$\forall$ real $r \gt 0$, $\exists$ and natural number $M$ such that $\forall$ natural numbers $n>M$, $0 \lt \frac{1}{n} \lt r$
I think I understand this up until the last part $0 \lt \frac{1}{n} \lt r$. I believe this is true because from my perspective it seems like it is saying 'there is a number $n$ bigger than $M$ and if you take the reciprocal of that $n$ then it will be between $0$ and $r$
Is my assessment correct?
Let $x$ be a real number. If $7 \le x \lt 7+ \epsilon$ for all $\epsilon \gt 0$, then $x=7$
I believe this is true because my value of $x$ is either bigger than or equal to $x$, and since it smaller than $7+\epsilon$ that means it cannot take on values of $x$ in the neighborhood of $7$, so it must be $7$, right?
For any set $S$ of real numbers, every boundary point of $S$ is either an upper bound or a lower bound of the set $S$.

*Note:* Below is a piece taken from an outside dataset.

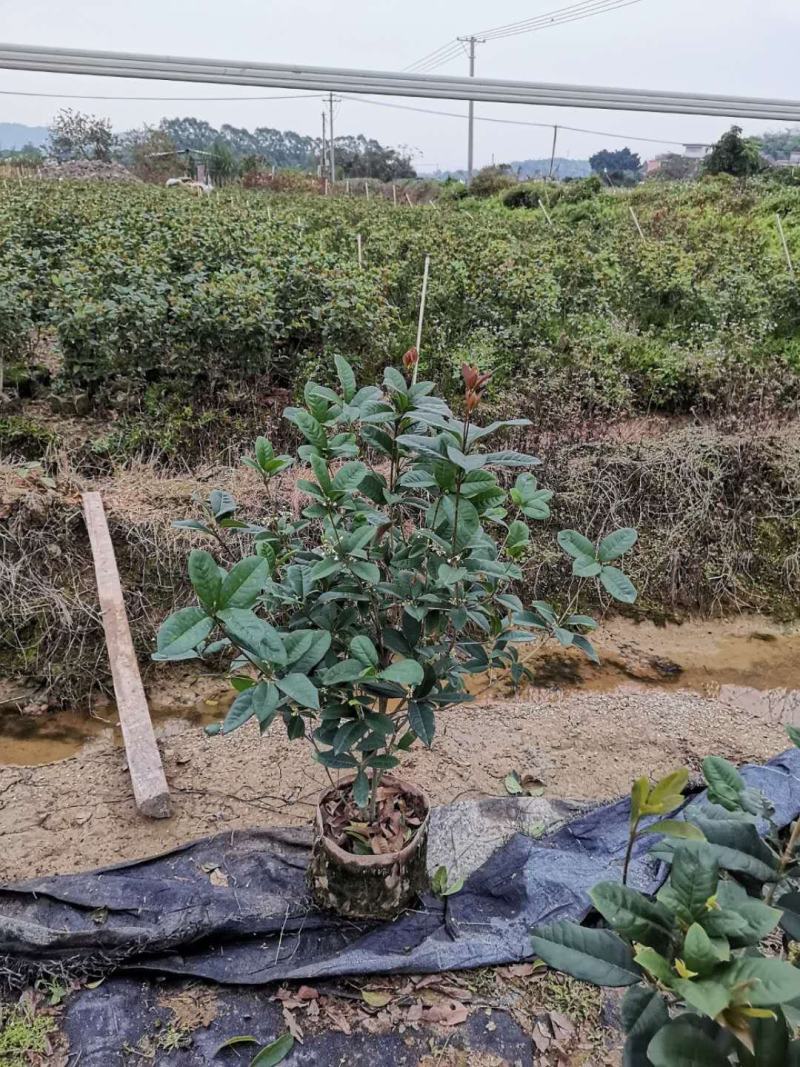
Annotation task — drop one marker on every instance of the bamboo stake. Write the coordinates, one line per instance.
(633, 216)
(785, 248)
(422, 300)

I feel like this somewhat confusing because of the infimum and supremum ideas. My gut tells me this false because does not have to be an upper or lower bound.
Best Answer
Your assessment of the first statement is correct. It's actually equivalent to saying that $\Bbb{N}$ is unbounded above. For suppose $\Bbb{N}$ were bounded above by some $x \in \Bbb{R}$; then let $n = \sup(\Bbb{N})$. Since for all $a, b \in \Bbb{N}$ we have $a = b$ or $|a-b|\geq 1$, it follows that $n \in \Bbb{N}$. But then by the induction property $n+1 \in \Bbb{N}$, and so $n$ is not an upper bound, a contradiction.
Your reasoning for the second problem is correct, though you could make it more rigorous.
The third statement is false, for let $S = [a, b] \cup [c, d]$ for $a < b < c < d$. $b$ is in the boundary of $S$, but it is neither an upper nor lower bound of $S$.